Submit Metadata as JSON¶
Create a Data Repository Service (DRS) Object¶
I have created a public gist on Github via https://gist.github.com/ (a free service) for a fake biosample:
{"biosample_set": [{
"id": "fake",
"env_broad_scale" : {
"term" : {"id": "ENVO:01000253"}
},
"env_local_scale" : {
"term" : {"id": "ENVO:01000621"}
},
},
"env_medium" : {
"term" : {"id": "ENVO:01000017"}
}}
]}
We will use this example for the tutorial. The link to the gist is
https://gist.github.com/dwinston/591afa6de4216d8fc4164c39f6418866, and if you click on the Raw
button at the top-right corner of the code display window, you will get a
URL
for the raw data.
To create an object in the API, we need at least a URL, file checksum, file size, and the time the file was created / last modified prior to registration with the API. It's also recommended that you include a file name (with file extension ".json" in this case) and description.
# Example of obtaining sha256 checksum and file size in bytes on the command line:
$ wget https://gist.githubusercontent.com/dwinston/591afa6de4216d8fc4164c39f6418866/raw/4cc38cdf7b5edd9bb6a08897733346b62730002c/fake_biosample.json
...‘fake_biosample.json’ saved...
$ openssl dgst -sha256 fake_biosample.json
SHA256(fake_biosample.json)= c65ae13038ac980662472487a5a36cae23097e9c164fcbf0877b52b957d7faa7
$ stat -f "%z bytes" fake_biosample.json
260 bytes
{
"description": "A fake biosample.",
"name": "fake_biosample.json",
"access_methods": [
{
"access_url": {
"url": "https://gist.githubusercontent.com/dwinston/591afa6de4216d8fc4164c39f6418866/raw/4cc38cdf7b5edd9bb6a08897733346b62730002c/fake_biosample.json"
}
}
],
"checksums": [
{
"checksum": "c65ae13038ac980662472487a5a36cae23097e9c164fcbf0877b52b957d7faa7",
"type": "sha256"
}
],
"size": 260,
"created_time": "2021-11-17T10:30:00-05:00"
}
After a POST /objects
with the above as the request body, I get back a response object with an id
that looks like
sys0***
.
Annotate the DRS object with the "metadata-in" type¶
Now, go to PUT
/objects/{object_id}/types
and ensure the types array for the object is ["metadata-in"]
. This lets the Runtime know that you
intend for this object to be ingested as NMDC metadata.
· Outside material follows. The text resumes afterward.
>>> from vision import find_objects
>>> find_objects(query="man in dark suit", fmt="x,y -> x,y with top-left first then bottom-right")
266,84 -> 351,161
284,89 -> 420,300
Monitor the progress of metadata ingest¶
After tagging the DRS Object as "metadata-in", the NMDC Runtime site
senses
that a new "metadata-in-1.0.0" job should be run given your DRS object id
as input. You can then
monitor
runs
of the job.
In general, https://dagit-readonly.nmdc-runtime-dev.polyneme.xyz/instance/runs will give you an
overview of the NMDC Runtime site's job runs. If you have the username and password (ask dehays
),
you can administer the underlying Dagster orchestrator via its Dagit web UI via
https://dagit.dev.microbiomedata.org/.
Note
The read-only version is hosted at NERSC in the same
kubernetes pod as the read-write version -- we just haven't gotten around to getting a SSL
certificate for a *.mirobiomedata.org
subdomain.
Here's an example of the general Runs view after our new metadata has been ingested:
And indeed it has been ingested! See https://api.microbiomedata.org/nmdcschema/biosample_set/fake (unless we already deleted it -- see section below).
Removing a JSON document¶
Info
You must be authorized to do this. Specifically, a document of the form
{
"username" : <YOUR_USERNAME>,
"action" : "/queries:run(query_cmd:DeleteCommand)",
}
_runtime.api.allow
database collection.
Ask a database administrator to be added.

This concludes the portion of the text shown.